たとえ話
 

 
狐拳 きつねけん たとえ? 拳の一つ。二人相対して坐し、両手を用いて行なう。両手を開いて両鬢のあたりへあげるのを狐、両肩を張り両手を膝の上に置くのを庄屋、左手を握って前へ出し、右肘を張るのを鉄砲、あるいは猟人に見たてる。狐は庄屋に勝ち、庄屋は鉄砲に勝ち、鉄砲は狐に勝つと定める。藤八拳。庄屋拳。
狐死して丘に首す きつねししておかにしゅす たとえ 狐は平常丘の穴にすんでいるので、死ぬときも首を丘の方に向けて死ぬの意から)もとを忘れないことのたとえ。また、故郷を思うたとえ。
狐虎の威を藉る きつねとらのいをかる たとえ 他の権勢や威光をかりて、いばりちらすことのたとえ。虎の威を借る狐。

狐に小豆飯

きつねにあずきめし

たとえ

好きなものを前に置いた時には、すぐ手を出すから油断ができないことのたとえ。猫に鰹節。狐は小豆好きかな?たべるかな?
危険な事のたとえでもある。

あずき関係で
キツネ穴にお供えする行事を寒施行という
赤飯と油揚げをキツネ穴にお供えして回る行事があるそうです。
情報提供者:ぜんまいきつねさんのお言葉から…

狐につままれる

きつねにつつまれる

たとえ

狐にばかされる。また、前後の事情がさっぱりわからず、ぼんやりする。

狐の子は頬白

きつねのこはほほしろ

たとえ

子が親に似るたとえ。

狐福

きつねふく

たとえ

思いがけない幸せ

狐を馬に乗せたよう

きつねをうまにのせたよう

たとえ

落ち着きのないこと。あいまいでつかみどころのないこと。
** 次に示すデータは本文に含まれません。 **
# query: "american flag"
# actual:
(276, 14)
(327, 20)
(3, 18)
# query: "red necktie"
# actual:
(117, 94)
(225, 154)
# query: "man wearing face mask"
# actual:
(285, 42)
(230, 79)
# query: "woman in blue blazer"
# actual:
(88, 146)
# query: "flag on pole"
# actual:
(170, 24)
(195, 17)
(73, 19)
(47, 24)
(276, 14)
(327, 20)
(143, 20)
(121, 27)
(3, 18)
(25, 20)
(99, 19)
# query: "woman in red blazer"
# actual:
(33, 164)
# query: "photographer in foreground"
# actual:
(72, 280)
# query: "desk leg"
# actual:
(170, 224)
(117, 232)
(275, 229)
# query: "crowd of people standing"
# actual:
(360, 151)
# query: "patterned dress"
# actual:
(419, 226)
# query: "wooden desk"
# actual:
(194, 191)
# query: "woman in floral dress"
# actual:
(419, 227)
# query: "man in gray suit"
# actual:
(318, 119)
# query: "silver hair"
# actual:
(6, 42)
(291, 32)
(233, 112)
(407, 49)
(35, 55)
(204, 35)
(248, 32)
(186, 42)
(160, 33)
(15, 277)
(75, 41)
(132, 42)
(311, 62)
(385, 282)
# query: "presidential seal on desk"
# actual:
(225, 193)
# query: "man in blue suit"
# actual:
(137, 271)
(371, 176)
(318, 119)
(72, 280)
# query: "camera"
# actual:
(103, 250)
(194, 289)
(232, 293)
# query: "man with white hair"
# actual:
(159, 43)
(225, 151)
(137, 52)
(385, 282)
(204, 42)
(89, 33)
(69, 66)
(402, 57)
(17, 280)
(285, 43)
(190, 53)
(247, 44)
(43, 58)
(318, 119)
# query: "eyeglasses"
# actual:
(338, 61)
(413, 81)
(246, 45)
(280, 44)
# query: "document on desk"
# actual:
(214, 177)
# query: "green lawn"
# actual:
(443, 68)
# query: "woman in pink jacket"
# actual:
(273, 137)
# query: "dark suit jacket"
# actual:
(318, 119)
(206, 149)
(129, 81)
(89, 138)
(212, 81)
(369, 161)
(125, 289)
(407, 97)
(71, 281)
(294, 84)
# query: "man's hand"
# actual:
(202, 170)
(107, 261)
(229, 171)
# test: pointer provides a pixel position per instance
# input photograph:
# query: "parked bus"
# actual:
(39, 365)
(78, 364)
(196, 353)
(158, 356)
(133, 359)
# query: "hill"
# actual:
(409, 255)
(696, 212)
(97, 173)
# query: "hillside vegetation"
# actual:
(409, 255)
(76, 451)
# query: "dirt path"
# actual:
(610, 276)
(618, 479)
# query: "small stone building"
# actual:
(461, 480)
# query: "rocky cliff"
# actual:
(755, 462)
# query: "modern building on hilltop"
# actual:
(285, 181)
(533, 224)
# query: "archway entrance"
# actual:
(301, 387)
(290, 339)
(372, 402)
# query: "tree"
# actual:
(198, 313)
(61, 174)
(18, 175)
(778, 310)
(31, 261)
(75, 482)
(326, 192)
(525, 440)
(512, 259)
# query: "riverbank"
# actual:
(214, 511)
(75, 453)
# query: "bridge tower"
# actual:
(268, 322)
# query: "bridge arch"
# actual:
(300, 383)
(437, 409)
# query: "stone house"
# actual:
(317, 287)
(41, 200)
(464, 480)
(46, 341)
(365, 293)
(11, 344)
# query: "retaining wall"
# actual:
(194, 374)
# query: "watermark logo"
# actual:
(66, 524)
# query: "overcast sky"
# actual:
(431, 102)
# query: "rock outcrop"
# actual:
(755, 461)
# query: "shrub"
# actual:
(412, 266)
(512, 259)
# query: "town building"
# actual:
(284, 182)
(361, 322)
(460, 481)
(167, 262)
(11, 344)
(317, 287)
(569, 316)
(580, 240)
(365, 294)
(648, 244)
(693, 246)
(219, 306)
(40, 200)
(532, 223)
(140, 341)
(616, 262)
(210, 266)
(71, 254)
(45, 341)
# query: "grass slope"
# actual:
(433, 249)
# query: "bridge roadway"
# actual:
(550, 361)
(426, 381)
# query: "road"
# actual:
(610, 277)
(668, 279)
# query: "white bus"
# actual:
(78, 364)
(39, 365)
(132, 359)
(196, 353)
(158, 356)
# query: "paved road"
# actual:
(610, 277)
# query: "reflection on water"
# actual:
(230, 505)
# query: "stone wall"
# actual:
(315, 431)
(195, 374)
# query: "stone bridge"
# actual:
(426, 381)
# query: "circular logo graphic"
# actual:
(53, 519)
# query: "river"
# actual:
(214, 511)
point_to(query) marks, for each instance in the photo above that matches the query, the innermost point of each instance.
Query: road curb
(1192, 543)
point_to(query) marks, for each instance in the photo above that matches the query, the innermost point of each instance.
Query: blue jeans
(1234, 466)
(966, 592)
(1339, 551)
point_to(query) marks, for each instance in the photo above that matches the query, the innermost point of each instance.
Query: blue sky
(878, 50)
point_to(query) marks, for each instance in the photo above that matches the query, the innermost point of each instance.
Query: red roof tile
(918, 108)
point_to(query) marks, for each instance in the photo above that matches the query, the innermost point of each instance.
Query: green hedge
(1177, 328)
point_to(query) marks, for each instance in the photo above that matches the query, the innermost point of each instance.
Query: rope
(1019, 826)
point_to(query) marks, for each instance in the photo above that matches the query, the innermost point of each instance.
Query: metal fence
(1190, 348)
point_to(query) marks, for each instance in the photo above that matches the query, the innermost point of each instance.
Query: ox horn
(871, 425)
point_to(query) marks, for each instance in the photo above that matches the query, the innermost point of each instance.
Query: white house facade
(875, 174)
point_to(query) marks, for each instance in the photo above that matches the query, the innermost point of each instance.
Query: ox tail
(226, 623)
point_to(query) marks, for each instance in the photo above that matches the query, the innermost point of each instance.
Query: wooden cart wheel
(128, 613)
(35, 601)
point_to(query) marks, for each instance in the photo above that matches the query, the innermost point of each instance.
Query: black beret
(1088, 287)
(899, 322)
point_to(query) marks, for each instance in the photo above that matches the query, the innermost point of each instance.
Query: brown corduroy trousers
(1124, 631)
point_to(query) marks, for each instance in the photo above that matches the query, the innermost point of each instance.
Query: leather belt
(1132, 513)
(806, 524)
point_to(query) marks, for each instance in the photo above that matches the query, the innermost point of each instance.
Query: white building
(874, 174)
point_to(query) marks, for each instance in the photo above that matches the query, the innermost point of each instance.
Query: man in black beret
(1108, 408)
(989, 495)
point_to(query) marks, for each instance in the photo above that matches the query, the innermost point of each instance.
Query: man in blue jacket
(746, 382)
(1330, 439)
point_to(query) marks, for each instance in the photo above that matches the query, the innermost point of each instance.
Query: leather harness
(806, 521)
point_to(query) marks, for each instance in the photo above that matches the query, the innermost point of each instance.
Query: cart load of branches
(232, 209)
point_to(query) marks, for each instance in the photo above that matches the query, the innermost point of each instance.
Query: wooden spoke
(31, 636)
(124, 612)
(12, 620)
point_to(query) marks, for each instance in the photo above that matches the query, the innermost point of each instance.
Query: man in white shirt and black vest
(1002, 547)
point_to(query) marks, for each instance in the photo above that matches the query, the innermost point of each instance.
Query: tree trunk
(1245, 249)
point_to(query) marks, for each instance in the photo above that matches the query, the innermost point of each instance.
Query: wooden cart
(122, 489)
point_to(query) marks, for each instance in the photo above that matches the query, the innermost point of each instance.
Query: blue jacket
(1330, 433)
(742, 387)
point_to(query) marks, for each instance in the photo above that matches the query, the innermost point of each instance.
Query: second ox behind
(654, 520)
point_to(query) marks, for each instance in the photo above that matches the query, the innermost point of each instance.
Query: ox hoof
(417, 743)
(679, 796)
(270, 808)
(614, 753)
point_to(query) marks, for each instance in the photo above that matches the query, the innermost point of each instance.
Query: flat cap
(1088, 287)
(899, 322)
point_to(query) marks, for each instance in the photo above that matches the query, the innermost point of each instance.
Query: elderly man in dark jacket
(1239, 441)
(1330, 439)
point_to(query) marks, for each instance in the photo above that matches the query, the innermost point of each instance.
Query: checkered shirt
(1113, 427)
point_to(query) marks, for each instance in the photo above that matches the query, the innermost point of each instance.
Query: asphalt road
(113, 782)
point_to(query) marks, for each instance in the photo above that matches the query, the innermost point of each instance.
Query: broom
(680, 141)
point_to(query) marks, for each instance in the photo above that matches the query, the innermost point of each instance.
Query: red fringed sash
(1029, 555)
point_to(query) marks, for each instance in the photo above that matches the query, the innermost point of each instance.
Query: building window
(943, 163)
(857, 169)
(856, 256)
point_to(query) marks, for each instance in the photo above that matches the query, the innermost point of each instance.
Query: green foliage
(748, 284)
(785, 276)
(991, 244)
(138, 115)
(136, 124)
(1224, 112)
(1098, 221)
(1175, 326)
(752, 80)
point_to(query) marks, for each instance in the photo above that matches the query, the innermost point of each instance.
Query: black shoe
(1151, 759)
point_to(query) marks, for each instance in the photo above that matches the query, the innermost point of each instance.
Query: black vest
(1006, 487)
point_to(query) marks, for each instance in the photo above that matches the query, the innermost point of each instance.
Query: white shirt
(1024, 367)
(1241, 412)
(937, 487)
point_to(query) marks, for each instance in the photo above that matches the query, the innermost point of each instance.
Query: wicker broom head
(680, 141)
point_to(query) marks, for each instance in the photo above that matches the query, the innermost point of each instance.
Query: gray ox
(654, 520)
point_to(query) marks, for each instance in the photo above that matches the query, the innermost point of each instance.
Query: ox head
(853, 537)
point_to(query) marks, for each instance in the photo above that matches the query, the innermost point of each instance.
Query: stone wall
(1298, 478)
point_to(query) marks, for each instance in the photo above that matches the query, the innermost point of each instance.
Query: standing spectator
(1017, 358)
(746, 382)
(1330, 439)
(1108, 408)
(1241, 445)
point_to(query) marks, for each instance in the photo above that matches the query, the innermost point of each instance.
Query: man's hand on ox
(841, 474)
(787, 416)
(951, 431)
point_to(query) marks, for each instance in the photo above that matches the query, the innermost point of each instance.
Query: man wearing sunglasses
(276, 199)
言うことに信用がおけないこと。

狐媚こび

こび

たとえ

1 狐が人をたぶらかすこと。
2 狐が人をたぶらかすように、巧みに媚びへつらって人を惑わすこと。

狐狸

こり

たとえ

1 狐と狸。ともに人をばかすと信じられていたもの。
2 人をだまし、ひそかに悪事をはたらく者。老獪で油断のできない者。

城狐社鼠

じょこうしゃそ

たとえ

城にすむ狐と社にすむ鼠は、これを除こうとすればその城や社を壊さなければならないので、たやすく手を下しにくい意から君側にある、除きにくい奸臣のたとえ。

千金の裘は一狐の腋にあらず 

せんきんの…

たとえ

千金の価値のある皮衣は、一匹の狐のわきげではできない。国家を治めるにはすぐれた人材を多く集め、衆知をかりるべきであるということのたとえ。

一つ穴の狢

ひとつあなのむじな

たとえ

狐と狸とどっちともとる共謀して悪事をたくらむ者。また、一見無関係のようで、その実、悪者の仲間である者をののしっていう語。 狸だけだと思っていた

狐焼

きつねやき

たとえ

1 狐色に焼くこと。また、そのもの...。
2 ほどよくやきもちをやくこと。

一狐裘

いっこきゅう

たとえ

1枚の狐の皮衣。1狐裘30年(春秋時代、斉の晏子が1枚の狐の皮衣を30年も着たという「礼記‐檀弓下」の故事から)きわめて倹約なことのたとえ。